Rimmer Dall did not flinch, did not even blink. “Do as I ask, Pe Ell. Go to Culhaven. Meet this girl. Find out what she plans to do. Then kill her.”

Pe Ell was wondering if he should kill Rimmer Dall. He had thought about it before, contemplated it quite seriously. Lately the idea had begun to take on a certain fascination for him. He felt no loyalty to the man, cared nothing for him one way or the other beyond a vague appreciation of the opportunities he offered and even those were no longer as rewarding as they had once been. He was tired of the other’s constant attempts to manipulate him. He no longer felt comfortable with their arrangement. Why not put an end to him?
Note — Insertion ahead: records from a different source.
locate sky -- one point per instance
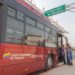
(66, 19)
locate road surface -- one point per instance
(62, 69)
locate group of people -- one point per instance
(66, 53)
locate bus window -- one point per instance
(31, 30)
(14, 30)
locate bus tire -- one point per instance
(49, 62)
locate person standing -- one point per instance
(69, 54)
(63, 52)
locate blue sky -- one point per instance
(66, 19)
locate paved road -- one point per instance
(62, 69)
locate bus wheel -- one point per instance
(49, 62)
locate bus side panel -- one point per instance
(54, 52)
(21, 59)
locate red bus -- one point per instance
(28, 40)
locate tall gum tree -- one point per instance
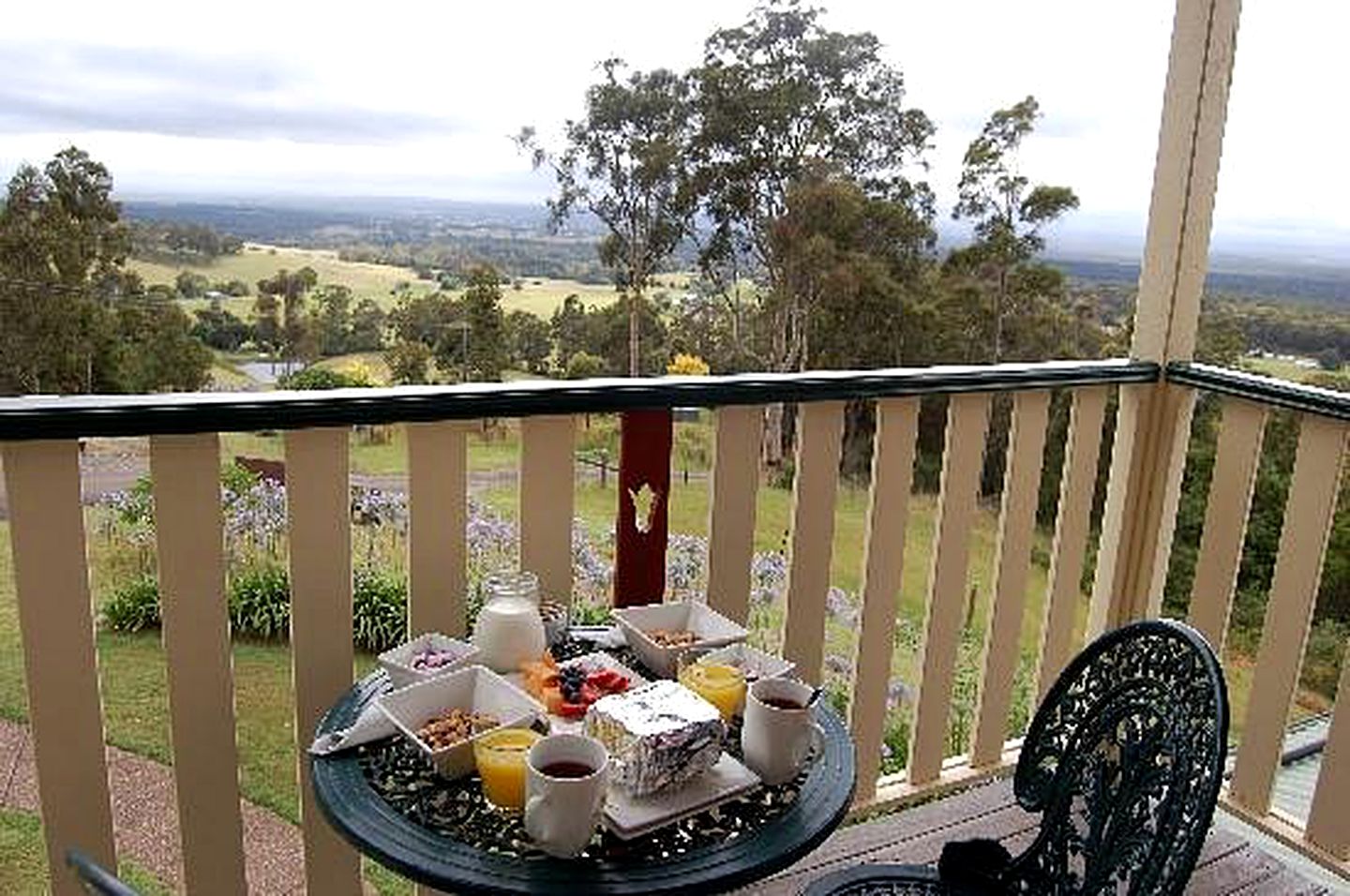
(1007, 211)
(626, 162)
(778, 96)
The Stiehl wavered. The trouble was, of course, that there was no real point to it. Killing Rimmer Dall accomplished nothing, unless, of course, he was ready to discover what secrets might reveal themselves at the moment of the First Seeker’s dying. That could prove interesting. On the other hand, why rush things? It was better to savor the prospect for a time. It was better to wait.

He sheathed the Stiehl with a quicksilver movement and backed away from Rimmer Dall. For just an instant he had a sense of missed opportunity, as if such a chance might never come again. But that was foolish. Rimmer Dall could not keep him away. The First Seeker’s life was his to take when he chose.

He looked at Rimmer Dall for a moment, then spread his hands agreeably. “I’ll do it.”

He wheeled and started away. Rimmer Dall called after him. “Be warned, Pe Ell. This girl is more than a match for you. Do not play games with her. Once you have discovered her purpose, kill her quickly.”

Pe Ell did not respond. He slipped from the room and melted back into the shadows of the keep, uninterested in anything
Rimmer Dall thought or wished. It was enough that he had agreed to do what the Shadowen had asked. How he accomplished it was his own business.

He departed Southwatch for Culhaven. He did not kill any of the sentries on his way out. He decided it wasn’t worth the effort.

Midnight approached. He grew tired of thinking and dozed in his chair as the hours slipped away. It was only several hours from dawn when the girl awoke. The cottage was silent, the Dwarf family asleep. The fires of those camped without had burned to coals and ash, and the last whispers of conversation had died away. Pe Ell came awake instantly as the girl stirred. Her eyes blinked open and fixed on him. She stared at him without speaking for a very long time and then slowly sat up.